Dazu kommen Walkacts, die sich frei über das Gelände bewegen. Faszination entsteht dabei gerade im Vorübergehen, wenn plötzlich Artistik oder ein kurzer Auftritt den Weg kreuzt. Auch Stelzenläufer sind angekündigt und sollen das Areal optisch prägen. So entsteht eine Mischung aus festen Bühnenmomenten und spontanen Begegnungen.

Zum krönenden Abschluss sind an zwei Abenden Feuershows geplant. Am Freitag soll die Show zum Tagesende am Koberg stattfinden, am Samstag ist die Untertrave als Ort genannt. Beginn ist jeweils um 22 Uhr. Wer den Abschluss miterleben möchte, kann den Abend so planen, dass noch Zeit bleibt, die verschiedenen Bühnen und kleinen Manegen davor auszuprobieren.

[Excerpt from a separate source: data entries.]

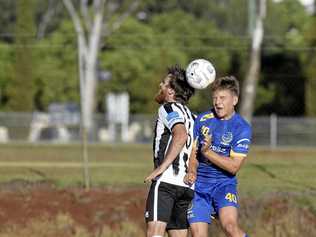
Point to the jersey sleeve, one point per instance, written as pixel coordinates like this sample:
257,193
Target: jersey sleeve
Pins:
241,145
170,116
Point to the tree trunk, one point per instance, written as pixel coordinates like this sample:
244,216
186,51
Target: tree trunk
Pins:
250,84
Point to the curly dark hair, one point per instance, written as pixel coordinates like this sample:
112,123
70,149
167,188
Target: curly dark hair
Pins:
178,82
226,83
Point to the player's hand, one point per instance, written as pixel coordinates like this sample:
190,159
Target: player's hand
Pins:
206,144
189,178
153,175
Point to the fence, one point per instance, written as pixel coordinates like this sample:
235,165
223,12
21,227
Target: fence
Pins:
270,131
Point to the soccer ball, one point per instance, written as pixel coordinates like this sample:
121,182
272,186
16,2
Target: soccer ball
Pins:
200,73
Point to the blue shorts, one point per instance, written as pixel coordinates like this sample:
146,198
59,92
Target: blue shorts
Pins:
208,199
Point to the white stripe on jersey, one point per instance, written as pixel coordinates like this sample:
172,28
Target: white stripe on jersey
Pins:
169,115
155,210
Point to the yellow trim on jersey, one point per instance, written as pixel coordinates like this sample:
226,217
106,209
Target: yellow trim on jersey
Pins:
205,130
235,154
207,116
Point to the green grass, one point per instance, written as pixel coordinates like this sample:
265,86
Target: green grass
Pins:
265,171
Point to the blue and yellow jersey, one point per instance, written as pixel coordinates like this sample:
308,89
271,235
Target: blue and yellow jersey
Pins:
230,138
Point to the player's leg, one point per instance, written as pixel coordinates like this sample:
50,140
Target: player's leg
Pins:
228,217
178,224
156,228
199,214
226,204
159,206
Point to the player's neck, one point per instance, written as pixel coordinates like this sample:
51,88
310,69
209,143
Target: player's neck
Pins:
229,116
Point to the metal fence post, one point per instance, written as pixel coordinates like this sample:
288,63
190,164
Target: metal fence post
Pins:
273,131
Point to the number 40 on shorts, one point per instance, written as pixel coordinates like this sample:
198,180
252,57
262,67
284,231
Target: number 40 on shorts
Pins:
231,197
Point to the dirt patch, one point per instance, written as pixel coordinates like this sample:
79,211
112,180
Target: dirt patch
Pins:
22,202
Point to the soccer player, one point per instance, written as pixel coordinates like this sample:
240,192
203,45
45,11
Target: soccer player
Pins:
221,142
169,196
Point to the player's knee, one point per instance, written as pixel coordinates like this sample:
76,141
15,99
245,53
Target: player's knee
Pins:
231,228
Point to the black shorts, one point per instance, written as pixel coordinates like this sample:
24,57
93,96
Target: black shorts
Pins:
168,203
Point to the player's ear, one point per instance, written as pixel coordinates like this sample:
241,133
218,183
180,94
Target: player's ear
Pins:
171,91
235,100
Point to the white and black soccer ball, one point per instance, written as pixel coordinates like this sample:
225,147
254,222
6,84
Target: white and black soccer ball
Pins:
200,73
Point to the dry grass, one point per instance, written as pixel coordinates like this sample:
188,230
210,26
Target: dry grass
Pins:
64,226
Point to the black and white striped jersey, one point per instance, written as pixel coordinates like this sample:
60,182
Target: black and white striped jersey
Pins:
169,115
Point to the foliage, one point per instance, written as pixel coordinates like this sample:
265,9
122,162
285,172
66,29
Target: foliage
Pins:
57,76
6,72
147,49
138,53
21,86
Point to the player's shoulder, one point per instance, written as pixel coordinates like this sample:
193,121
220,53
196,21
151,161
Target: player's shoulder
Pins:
241,123
205,116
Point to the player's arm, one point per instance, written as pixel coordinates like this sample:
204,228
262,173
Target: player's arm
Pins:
179,137
190,177
231,164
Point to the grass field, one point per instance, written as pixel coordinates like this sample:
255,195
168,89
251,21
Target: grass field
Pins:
284,170
271,181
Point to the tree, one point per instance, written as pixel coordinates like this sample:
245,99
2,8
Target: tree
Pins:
89,28
21,86
252,77
310,86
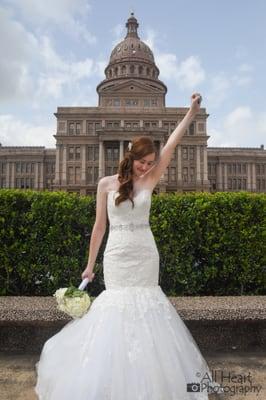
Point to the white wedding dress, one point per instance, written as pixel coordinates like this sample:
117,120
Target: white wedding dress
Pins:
131,344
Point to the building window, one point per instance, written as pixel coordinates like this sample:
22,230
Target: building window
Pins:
96,174
172,174
77,153
112,153
77,175
98,125
184,151
90,175
74,128
150,124
71,153
191,153
70,175
116,102
191,129
192,174
185,174
147,102
131,102
93,153
201,126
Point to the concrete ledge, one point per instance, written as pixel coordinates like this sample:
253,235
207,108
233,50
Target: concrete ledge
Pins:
217,323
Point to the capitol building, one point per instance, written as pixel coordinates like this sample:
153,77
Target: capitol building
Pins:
90,141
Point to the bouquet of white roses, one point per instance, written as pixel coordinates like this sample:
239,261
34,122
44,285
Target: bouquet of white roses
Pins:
73,301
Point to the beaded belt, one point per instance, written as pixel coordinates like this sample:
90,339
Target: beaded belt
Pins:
128,227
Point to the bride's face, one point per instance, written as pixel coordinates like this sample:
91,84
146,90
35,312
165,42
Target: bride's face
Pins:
141,166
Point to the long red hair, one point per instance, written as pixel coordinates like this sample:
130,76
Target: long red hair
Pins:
141,146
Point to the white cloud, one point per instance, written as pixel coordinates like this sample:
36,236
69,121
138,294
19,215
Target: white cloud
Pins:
187,74
17,48
219,86
59,74
31,70
119,34
15,132
67,15
242,125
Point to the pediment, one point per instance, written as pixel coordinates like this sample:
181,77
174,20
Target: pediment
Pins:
131,87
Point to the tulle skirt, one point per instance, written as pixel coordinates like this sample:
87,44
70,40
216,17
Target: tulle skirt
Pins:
130,345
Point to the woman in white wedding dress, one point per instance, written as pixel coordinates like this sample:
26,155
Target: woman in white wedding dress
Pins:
131,344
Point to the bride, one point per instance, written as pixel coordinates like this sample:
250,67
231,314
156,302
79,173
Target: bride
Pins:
131,344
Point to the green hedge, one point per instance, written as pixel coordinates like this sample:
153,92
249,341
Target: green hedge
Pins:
209,244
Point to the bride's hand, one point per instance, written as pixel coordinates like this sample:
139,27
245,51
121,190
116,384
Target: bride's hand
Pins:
195,102
87,273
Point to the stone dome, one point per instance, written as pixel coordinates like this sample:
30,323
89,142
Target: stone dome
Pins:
131,47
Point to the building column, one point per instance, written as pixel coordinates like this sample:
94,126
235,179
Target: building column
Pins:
219,177
121,150
162,177
249,177
205,166
101,159
83,165
12,183
179,165
225,178
8,175
57,165
64,167
41,174
253,177
36,183
198,177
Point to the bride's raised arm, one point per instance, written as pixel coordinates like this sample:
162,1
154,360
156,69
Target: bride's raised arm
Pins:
174,139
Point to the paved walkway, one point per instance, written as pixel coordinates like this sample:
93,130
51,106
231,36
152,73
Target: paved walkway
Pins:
17,375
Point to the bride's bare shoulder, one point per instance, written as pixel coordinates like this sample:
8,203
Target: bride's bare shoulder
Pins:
108,183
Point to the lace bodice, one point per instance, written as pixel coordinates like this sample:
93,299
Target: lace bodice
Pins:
124,213
131,257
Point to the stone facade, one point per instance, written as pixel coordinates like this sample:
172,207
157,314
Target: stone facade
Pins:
90,141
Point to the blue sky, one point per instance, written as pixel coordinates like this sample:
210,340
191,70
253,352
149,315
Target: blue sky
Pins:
53,53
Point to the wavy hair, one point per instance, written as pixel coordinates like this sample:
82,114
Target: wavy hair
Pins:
141,146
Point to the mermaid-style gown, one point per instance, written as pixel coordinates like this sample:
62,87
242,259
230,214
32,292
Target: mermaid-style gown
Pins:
131,344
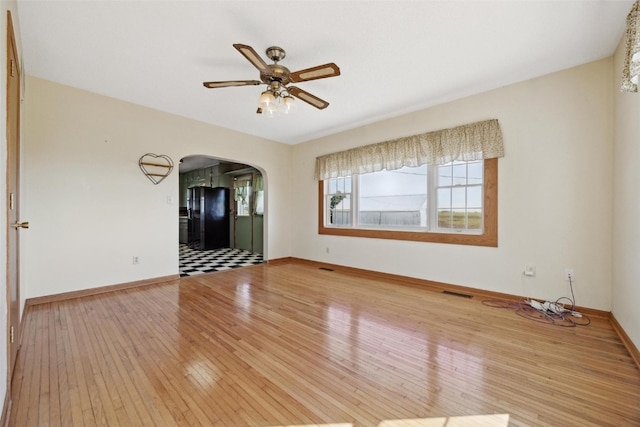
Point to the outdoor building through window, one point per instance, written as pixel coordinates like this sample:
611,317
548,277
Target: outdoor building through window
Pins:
425,198
439,186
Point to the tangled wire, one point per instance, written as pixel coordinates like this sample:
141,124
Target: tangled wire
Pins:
553,313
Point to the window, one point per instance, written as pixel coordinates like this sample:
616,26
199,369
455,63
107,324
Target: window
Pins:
451,203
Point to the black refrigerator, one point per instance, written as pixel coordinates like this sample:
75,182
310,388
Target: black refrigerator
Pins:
210,219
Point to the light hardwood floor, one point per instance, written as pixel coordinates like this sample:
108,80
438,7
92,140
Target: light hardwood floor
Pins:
290,344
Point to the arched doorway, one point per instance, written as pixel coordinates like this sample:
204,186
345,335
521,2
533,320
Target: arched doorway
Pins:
221,217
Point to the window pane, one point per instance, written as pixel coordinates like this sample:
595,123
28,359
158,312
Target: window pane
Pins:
458,197
444,198
444,218
458,219
393,198
444,176
332,185
460,174
474,219
474,197
339,209
475,173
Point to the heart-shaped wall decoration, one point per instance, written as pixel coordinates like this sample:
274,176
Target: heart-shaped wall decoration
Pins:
156,167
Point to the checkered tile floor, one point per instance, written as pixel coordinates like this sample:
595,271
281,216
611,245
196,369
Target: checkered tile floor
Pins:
193,262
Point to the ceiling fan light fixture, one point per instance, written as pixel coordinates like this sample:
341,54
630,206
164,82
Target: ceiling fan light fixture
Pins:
267,101
288,105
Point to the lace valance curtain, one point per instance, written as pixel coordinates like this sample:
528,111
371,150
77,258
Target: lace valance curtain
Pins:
475,141
631,68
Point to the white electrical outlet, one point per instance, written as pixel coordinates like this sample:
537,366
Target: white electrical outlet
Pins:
568,275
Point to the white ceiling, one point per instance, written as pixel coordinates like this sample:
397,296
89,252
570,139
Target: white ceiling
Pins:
395,56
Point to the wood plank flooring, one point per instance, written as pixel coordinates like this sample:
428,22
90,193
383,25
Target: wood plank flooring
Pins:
290,344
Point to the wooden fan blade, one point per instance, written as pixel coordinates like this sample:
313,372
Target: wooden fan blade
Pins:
230,83
313,73
305,96
253,57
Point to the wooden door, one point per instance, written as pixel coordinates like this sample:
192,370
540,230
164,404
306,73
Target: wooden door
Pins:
13,211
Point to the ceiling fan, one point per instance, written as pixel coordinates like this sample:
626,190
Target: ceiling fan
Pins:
279,95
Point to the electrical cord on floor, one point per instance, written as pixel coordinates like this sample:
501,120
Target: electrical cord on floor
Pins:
553,313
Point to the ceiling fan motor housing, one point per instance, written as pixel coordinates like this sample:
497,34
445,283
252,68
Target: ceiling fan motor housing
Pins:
278,73
275,53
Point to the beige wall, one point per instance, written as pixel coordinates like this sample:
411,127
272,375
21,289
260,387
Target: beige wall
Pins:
90,207
555,202
626,206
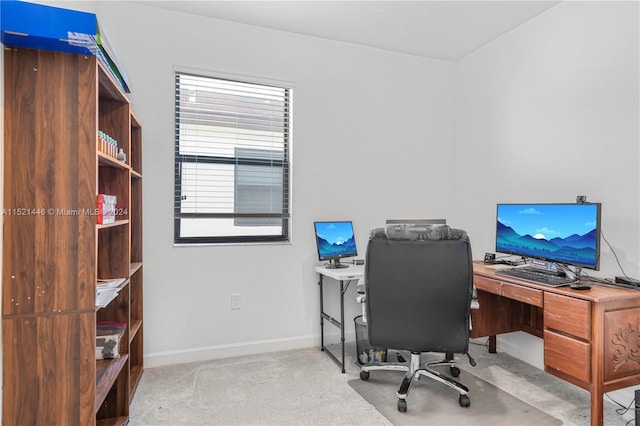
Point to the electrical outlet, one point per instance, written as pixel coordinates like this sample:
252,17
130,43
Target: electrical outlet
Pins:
235,301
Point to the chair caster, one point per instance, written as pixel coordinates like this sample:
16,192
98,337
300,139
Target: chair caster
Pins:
463,400
402,405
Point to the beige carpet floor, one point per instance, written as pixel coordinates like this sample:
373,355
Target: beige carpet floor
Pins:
305,387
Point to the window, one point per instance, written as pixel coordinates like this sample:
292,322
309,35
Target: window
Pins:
232,161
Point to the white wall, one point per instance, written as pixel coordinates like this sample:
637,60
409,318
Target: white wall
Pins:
372,139
547,112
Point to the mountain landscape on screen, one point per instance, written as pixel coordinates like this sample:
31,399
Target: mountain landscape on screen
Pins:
338,248
574,248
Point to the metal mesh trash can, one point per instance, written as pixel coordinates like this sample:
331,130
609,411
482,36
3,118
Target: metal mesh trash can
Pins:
365,352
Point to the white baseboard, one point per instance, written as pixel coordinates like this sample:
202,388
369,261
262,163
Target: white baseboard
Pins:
205,353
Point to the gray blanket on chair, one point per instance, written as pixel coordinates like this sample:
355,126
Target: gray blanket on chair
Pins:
410,231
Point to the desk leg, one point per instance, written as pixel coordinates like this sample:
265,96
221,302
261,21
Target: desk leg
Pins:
342,290
493,344
321,314
597,407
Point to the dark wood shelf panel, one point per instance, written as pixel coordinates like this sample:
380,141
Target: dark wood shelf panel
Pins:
134,326
108,87
54,151
106,160
134,267
136,375
107,372
112,225
117,421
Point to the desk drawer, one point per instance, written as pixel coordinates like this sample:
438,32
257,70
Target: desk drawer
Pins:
487,284
565,355
530,296
568,315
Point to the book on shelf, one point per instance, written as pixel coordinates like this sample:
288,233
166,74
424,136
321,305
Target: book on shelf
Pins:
107,290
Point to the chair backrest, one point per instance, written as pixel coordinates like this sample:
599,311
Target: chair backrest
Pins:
419,285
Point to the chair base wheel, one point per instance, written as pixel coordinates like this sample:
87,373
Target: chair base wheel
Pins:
464,401
402,405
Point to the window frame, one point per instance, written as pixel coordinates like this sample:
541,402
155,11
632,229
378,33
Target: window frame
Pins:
284,163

Zum Festival gehört außerdem eine Auswahl an Speisen und Getränken, wenn sich zwischendurch Hunger oder Durst melden. Wer sich treiben lässt, findet fast durchgehend etwas zum Zuschauen, Wundern und Weiterziehen.

Für den Besuch bietet es sich an, immer wieder zwischen den Bühnenflächen und den kleinen Manegen zu wechseln. Gerade an den Abenden mit Feuershow kann ein früherer Start helfen, möglichst viele Programmpunkte zu sehen.